“Barbie as The Princess and The Pauper features Barbie in an exciting dual role as a princess and a poor village girl – two girls who look amazingly alike. The girls’ paths are fated to cross when Princess Anneliese is captured and Erika, her look-alike, must try to save her. Can Erika pretend to be the Princess and foil her captor, the evil Preminger? And what of the handsome King Dominick, who falls in love with Erika, mistaking her for Princess Anneliese? In this magical musical performance, two beautiful, adventurous girls dare to follow their dreams and discover that destiny is written in a very special place: your heart.”-Adam Fenton and Janine McGoldrick, IMDB.
Barbie as the Princess and the Pauper is the first musical in the Barbie film series. It features the voice of Kathleen Barr, Garry Chalk, Brian Drummond, Martin Short, and Kelly Sheridan as both the Princess Anneliese and the pauper Erika. Kelly Sheridan has performed the voice of Barbie in almost every Barbie film released since 2001, spanning 27 films in total. Princess and the Pauper was the fourth Barbie movie for Sheridan, who appears to be retiring from the role as of 2015. Barbie as the Princess and the Pauper received mostly positive reviews, and is credited with a ‘generally feminist’ story.
Some thoughts from me (Potential spoilers below)…
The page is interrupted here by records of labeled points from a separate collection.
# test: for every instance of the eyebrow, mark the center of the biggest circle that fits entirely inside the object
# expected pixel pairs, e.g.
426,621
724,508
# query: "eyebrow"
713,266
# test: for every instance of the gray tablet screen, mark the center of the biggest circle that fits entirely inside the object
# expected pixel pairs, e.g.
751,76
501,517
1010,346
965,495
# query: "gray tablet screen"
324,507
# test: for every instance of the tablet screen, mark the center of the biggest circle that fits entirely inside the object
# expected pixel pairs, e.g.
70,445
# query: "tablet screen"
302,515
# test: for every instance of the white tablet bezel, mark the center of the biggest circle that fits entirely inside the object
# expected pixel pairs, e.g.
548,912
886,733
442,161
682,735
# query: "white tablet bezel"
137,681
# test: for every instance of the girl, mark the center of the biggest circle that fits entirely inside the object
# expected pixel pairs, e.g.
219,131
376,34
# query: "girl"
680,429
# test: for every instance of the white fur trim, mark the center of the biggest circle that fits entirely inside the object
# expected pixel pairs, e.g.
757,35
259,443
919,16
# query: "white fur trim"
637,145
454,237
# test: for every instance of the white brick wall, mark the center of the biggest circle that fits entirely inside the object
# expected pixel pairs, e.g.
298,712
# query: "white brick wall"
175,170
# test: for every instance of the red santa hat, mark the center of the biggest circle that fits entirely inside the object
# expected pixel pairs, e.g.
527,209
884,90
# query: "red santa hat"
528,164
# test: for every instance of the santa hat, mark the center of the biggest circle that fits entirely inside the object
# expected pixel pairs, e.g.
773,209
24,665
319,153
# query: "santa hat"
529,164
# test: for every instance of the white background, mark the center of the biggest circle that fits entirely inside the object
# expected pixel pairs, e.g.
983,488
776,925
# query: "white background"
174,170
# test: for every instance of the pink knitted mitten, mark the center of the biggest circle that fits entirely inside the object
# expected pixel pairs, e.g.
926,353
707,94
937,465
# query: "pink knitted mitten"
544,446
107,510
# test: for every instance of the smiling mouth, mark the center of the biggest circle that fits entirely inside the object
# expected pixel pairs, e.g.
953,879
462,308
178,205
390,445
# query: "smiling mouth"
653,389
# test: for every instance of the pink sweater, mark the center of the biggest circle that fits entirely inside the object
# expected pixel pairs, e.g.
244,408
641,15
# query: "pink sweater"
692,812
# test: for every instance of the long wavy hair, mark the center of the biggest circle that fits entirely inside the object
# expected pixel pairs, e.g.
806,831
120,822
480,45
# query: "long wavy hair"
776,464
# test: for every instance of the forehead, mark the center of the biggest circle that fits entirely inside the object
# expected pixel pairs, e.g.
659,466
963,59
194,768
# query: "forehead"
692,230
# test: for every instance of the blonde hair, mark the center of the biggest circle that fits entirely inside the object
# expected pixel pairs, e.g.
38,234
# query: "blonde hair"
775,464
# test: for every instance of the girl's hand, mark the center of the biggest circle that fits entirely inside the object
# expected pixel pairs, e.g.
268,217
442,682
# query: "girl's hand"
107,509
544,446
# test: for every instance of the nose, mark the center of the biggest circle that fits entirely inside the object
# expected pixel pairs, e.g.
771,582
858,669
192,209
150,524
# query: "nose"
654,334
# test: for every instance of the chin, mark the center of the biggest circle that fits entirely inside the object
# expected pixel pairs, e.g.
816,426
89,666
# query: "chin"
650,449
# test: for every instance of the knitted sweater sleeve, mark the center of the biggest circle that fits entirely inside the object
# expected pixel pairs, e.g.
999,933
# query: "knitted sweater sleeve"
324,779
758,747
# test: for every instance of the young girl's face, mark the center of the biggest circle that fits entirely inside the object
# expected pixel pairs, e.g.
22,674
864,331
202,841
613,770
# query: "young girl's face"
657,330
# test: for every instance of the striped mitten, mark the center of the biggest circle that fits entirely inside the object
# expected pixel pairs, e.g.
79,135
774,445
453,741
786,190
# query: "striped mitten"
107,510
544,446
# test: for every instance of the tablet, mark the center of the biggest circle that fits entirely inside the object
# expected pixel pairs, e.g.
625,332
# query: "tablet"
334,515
When we first started putting out tales of our Bad Princess Movie nights onto social media, we repeatedly would get recommendations for us to watch some of the Barbie movies. The trouble is, a lot of the Barbie movies are decent films. They’re not going to bring home any awards, but they’re decently animated, designed, produced, etc. Even when the story does odd things, they are still fairly well composed. If I had to guess, I assume this is likely because the head honcho’s at Barbie are very well aware of how there are many eyes on their brand. Even though their chief concern is to make money, I think they’re smart enough to recognize that they need to put out movies of a certain quality.
I actually have a lot of fondness for Barbie as the Princess and the Pauper. This is another movie that I saw when I was younger, but nostalgia aside I think it’s a fairly solid movie. The titular characters have dreams and desires outside of the roles assigned to them and this gets explored in the film.
I’m going to spoil a moment from the film that really sticks with me, so skip this next paragraph if you want to avoid that. The Princess’ mother, who has spent the entire film telling her daughter how she has to do her duty and marry someone she doesn’t love for the sake of the kingdom, finds herself in the same situation that her daughter was in. I really appreciate that, when push comes to shove, the Queen holds herself to the same standards she held her daughter to, and accepts the marriage proposal despite it being clear she really doesn’t want to. As an added bonus, she does this without talking at all, her emotions about the situation are perfectly conveyed by the animation where she reluctantly offers her hand while turning her face away from her suitor.
Princess and the Pauper does have some of the usual Barbie trappings to snicker at, but you might also find yourself surprised at how decent this movie actually is.
As a side note, Barbie has gone on to do a second take on the Prince and the Pauper story, with The Princess and the Popstar. They even reused one of the songs from the original movie (Which just so happens to be my favourite song from the film, so to say I’m a bit bitter is an understatement).